第15話 落とし物
「日野さん、寮会議の時間は近づいているわよ。」
「はい。すみません、すぐに行きます。」
「待ちなさい。」
「え?」
慌てて椅子から立ち上がると、紋さんは私を制止した。
「寮に戻る前に一つ聞きたいことがあるのだけど。」
「何でしょう。」
私何かしただろうか。あ、もしかして昨日の身投げの一件のことかな。紋さんは眼鏡をクイっと上げると、小さく呟いた。
「紙…。」
声が小さくて聞き取れなかった。私はもう一度聞き返すと、紋さんはもう少しだけ声を張って答えた。

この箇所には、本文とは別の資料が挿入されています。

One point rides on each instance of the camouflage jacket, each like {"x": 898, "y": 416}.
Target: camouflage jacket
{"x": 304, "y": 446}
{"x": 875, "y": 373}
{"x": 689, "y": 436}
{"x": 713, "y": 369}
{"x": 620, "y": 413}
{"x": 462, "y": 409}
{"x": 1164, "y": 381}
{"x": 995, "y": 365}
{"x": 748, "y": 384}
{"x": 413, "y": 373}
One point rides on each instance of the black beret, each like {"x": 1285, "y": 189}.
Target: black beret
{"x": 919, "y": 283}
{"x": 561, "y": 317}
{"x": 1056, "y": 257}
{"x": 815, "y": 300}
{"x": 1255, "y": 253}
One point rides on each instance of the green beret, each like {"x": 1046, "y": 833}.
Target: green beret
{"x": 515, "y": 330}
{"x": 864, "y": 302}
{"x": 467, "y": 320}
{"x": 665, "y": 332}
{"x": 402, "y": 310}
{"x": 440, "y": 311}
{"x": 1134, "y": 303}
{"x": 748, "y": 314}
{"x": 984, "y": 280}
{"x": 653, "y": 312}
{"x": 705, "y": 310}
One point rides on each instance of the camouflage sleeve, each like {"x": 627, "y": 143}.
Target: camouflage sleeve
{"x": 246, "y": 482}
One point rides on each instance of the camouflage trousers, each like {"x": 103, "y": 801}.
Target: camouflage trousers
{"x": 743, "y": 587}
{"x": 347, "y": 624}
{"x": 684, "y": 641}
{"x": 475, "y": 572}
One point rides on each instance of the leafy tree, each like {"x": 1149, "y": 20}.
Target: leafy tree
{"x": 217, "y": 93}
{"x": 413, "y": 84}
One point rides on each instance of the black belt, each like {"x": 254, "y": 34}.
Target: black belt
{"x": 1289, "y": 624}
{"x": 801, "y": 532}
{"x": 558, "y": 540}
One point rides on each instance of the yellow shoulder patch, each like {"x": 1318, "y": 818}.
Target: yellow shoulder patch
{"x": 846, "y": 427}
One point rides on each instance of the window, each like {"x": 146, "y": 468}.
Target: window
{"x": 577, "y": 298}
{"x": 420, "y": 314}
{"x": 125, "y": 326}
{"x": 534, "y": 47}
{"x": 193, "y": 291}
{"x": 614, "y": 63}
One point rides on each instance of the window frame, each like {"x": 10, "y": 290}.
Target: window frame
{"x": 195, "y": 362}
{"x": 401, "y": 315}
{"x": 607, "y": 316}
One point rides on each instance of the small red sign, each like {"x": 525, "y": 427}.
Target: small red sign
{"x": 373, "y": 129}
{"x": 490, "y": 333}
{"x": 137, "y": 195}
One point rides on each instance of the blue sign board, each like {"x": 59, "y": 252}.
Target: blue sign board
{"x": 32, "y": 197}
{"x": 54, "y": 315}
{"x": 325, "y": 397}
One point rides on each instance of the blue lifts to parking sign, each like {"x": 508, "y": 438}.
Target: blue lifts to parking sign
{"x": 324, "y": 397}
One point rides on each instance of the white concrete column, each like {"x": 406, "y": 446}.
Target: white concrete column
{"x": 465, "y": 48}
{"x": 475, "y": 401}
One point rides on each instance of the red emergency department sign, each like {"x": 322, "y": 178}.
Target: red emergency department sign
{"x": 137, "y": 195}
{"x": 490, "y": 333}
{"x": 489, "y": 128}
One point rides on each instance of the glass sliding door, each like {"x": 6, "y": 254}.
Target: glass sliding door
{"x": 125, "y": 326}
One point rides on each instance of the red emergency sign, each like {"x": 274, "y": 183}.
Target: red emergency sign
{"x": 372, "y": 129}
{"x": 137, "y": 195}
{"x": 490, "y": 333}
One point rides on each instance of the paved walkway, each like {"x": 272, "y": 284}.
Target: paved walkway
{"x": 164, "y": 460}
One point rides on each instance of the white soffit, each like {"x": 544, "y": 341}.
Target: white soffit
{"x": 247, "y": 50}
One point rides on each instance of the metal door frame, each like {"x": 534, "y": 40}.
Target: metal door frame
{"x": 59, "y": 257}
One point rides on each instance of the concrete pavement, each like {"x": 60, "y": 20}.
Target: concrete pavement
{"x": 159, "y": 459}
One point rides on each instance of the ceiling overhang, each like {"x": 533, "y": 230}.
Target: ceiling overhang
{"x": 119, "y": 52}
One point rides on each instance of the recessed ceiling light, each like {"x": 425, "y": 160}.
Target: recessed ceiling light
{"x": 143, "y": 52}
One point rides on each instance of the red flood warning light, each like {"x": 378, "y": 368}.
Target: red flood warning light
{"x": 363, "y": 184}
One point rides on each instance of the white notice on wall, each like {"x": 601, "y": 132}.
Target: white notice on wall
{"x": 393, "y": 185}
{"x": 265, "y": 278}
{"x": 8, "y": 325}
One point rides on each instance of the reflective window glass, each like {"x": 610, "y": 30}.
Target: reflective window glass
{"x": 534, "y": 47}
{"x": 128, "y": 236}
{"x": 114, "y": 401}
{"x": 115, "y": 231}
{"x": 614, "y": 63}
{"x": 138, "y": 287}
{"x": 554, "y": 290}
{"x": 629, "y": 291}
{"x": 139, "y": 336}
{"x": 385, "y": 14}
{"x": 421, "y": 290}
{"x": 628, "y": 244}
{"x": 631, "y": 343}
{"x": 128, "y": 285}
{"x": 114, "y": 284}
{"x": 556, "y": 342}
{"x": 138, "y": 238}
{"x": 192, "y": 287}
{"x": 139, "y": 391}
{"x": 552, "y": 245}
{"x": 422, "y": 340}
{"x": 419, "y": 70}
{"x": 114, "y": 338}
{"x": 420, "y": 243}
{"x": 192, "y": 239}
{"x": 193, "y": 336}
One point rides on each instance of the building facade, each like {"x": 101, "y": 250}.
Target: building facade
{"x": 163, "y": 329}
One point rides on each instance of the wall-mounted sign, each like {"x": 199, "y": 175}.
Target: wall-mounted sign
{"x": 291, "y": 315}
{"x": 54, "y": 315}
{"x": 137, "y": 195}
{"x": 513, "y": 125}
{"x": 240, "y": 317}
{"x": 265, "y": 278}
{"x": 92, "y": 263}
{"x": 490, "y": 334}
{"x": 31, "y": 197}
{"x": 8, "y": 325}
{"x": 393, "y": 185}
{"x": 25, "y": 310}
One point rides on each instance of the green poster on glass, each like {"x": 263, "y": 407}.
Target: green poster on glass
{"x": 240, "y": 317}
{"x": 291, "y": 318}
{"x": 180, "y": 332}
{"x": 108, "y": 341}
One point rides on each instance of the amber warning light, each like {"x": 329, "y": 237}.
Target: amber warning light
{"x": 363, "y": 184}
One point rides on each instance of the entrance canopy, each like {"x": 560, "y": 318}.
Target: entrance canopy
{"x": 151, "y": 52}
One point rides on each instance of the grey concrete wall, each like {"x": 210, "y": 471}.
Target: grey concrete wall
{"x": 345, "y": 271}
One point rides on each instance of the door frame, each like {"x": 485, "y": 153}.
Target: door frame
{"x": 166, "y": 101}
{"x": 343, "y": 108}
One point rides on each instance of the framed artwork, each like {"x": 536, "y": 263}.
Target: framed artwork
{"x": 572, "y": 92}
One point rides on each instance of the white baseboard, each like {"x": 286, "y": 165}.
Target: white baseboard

「昨日あなたの部屋に行ったときに、このくらいの大きさに折りたたんだ紙を落としていなかったかしら。」
「紙?」
昨日のことを思い返す。あ、そういえば。昨日紋さんのポケットから落ちた紙。渡そうとしたが紋さんは既に廊下を歩いて行ってしまって渡せずにいたんだった。
「あ、私の部屋にあります。」
ぱっと明るくなる紋さんの表情。そして胸に手を当ててホッと撫でおろす。そんなになくしてはいけないような大事な紙だったのか。寮に戻ったらすぐに紋さんに渡さないといけないよね。
「中身は見たかしら。」
「いえ、見ていませんが。」
「そう、それなら良いの。寮に戻ったら、中身を見ないで私に返して頂戴。良いかしら。」
「はい。分かりました。」
重要な書類なんだろうな、なんて思っていると、横から奏さんがクックと笑った。
「あーそれ。授業中に紋ちゃんが書いてた脚本のあらすじだよね。」
「ちょっと、奏!」
一気に紋さんの顔が真っ赤になる。
「脚本?」
「うん。紋ちゃんの脚本。紋ちゃん脚本書くの上手いんだよ。未来の有名脚本家だよ。さあ、琴ちゃん。サインを貰っておくなら今のうちだよ。」
奏さんは楽しそうに語る。
「昨日もせっせと授業中に書いてたから、面白い話の案が降ってきたのかなーなんて眺めてっもごっ。」
「奏、それ以上言ったら、中庭の池に沈めるわよ。」
紋さんは奏さんの口…いや、鼻と口両方を抑えている。奏さんは苦しそうにバンバンと紋さんの腕を叩いた。
「良いわね?」
コクコクと頷く奏さん。よし、と言って紋さんは手を離す。奏さんはケホケホと何度か咳払いをした。
「紋ちゃん、ひどいよ。殺す気?」
「あの程度じゃ死なないわよ。」
「どうかな?」
「現に生きているじゃない。」
紋さんと奏さんの会話を聞きなら、寮に帰るタイミングを考えていると、ふいに奏さんは私を手招きした。なんだろう、奏さんに近づくと、彼女は私の両肩に手を置いた。私と奏さんが向き合う形になる。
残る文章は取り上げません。